Así, la primera temporada presentaba a Johnny en una realidad distinta a la de 34 años atrás: ahora vivía en los barrios bajos de la ciudad, apenas subsistía haciendo changas y al borde de la inestabilidad emocional constante. Por su lado, Daniel dejó atrás su pasado de carencias para convertirse en un empresario exitoso, mientras intentaba mantener en equilibrio el ideal de familia tradicional. La vieja máxima de que los opuestos se atraen: ambos cruzarán caminos, revivirán antiguos demonios y fundarán, claro, un dojo de karate con el que volverán a enfrentarse.

La segunda temporada, estrenada un año después en abril de 2019, conservaba la frescura y el humor, aunque sin la sorpresa inicial, e incorporaba un plus de dramatismo al profundizar en los hijos de cada uno de los protagonistas, y sobre todo al presentar al tercer personaje fuerte de la serie, John Kreese (Martin Kove), quien en el pasado había sido el sensei de Johnny.

La nueva temporada de Cobra Kai pierde algo de fluidez en el ritmo y su dinámica comienza a ser más fraccionada.

La nueva temporada de Cobra Kai pierde algo de fluidez en el ritmo y su dinámica comienza a ser más fraccionada.

Si bien ambas temporadas funcionaron muy bien, fue a partir de la adquisición de los derechos de la serie por parte de Netflix a mediados de 2020 que Cobra Kai tuvo una mayor visibilidad, y así se transformó en un éxito extraordinario. No hubo que esperar mucho para su continuación: el nuevo año trajo consigo los flamantes diez capítulos, y con ellos el desafío de mantener el interés de una propuesta que en su afán de abarcar muchas aristas comienza a evidenciar algunas desarticulaciones.

A esta altura, si bien la serie se apuntala en el ida y vuelta entre Johnny, Daniel y el malvado Kreese, el relato multiplica el foco en la pandilla de jóvenes que con el correr de las temporadas fueron ganando peso y recolectando líneas dramáticas.

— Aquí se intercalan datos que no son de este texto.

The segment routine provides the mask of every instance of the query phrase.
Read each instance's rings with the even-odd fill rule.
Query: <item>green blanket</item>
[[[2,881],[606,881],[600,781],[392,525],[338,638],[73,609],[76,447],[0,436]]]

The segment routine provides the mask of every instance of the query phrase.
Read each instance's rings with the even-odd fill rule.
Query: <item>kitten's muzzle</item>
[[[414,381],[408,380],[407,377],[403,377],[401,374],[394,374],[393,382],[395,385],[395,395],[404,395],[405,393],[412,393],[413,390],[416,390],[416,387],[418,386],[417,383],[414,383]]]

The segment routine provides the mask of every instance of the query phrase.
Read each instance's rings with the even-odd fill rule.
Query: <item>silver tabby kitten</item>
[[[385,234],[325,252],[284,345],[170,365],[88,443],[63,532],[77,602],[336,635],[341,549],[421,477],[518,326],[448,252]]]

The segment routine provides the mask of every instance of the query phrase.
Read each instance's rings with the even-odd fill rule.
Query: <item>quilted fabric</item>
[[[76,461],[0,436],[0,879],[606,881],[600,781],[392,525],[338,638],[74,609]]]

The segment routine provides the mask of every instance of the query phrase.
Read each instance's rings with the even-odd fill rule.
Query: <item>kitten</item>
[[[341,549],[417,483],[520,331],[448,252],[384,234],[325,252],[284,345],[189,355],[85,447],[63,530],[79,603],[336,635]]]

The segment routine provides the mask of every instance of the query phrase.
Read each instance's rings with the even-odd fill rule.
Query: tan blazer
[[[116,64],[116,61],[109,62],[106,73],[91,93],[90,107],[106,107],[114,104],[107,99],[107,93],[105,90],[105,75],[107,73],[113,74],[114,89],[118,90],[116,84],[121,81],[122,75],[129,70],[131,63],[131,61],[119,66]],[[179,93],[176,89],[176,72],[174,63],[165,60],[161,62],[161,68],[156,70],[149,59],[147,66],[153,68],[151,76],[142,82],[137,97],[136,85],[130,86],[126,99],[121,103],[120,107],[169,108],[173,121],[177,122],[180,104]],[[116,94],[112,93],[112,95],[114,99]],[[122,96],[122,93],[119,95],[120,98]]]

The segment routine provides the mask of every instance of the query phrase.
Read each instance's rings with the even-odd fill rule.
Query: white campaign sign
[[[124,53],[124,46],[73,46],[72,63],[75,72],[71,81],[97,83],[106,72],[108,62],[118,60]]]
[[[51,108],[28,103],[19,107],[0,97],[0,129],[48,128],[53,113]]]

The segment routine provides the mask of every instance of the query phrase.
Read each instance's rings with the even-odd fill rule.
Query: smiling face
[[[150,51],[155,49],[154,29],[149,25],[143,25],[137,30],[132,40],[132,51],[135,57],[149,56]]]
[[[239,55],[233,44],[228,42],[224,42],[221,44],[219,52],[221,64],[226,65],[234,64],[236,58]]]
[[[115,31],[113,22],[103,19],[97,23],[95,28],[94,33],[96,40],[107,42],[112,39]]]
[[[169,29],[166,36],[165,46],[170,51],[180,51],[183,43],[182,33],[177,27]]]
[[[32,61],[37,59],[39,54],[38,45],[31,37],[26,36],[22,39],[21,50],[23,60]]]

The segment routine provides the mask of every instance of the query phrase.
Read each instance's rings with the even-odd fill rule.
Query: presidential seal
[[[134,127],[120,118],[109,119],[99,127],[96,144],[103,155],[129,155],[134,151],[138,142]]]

Con todo, el ritmo pierde algo de fluidez y su dinámica comienza a ser más fraccionada, saltando de conflictos y de tonos, de acuerdo a quién es el personaje que llena la pantalla en ese momento.

Está claro que lo que mejor le puede pasar a la serie es que descanse en la calidez de Johnny –la redención y revelación como actor de William Zabka, que sigue entregando los mejores (y más graciosos, y más emotivos) momentos–, y en su disputa eterna con Daniel, que acá tomará un nuevo desvío. También gana en apostar otra vez a revisar el pasado, ya sea ampliando el universo de Karate Kid, con la recuperación de viejos personajes (algunos impensados: el faro de esta tercera temporada es Karate Kid II) o introduciendo una nueva ficción en el pasado de Kreese, para revelar el origen de su impiadoso rencor. El fuerte de la serie, a esta altura, no está en su cohesión narrativa –que sí la tuvo en su primera época– sino en el desparpajo y el ingenio para incorporar nuevos elementos que sigan encendiendo su chispa. A ver qué nos depara su cuarta temporada.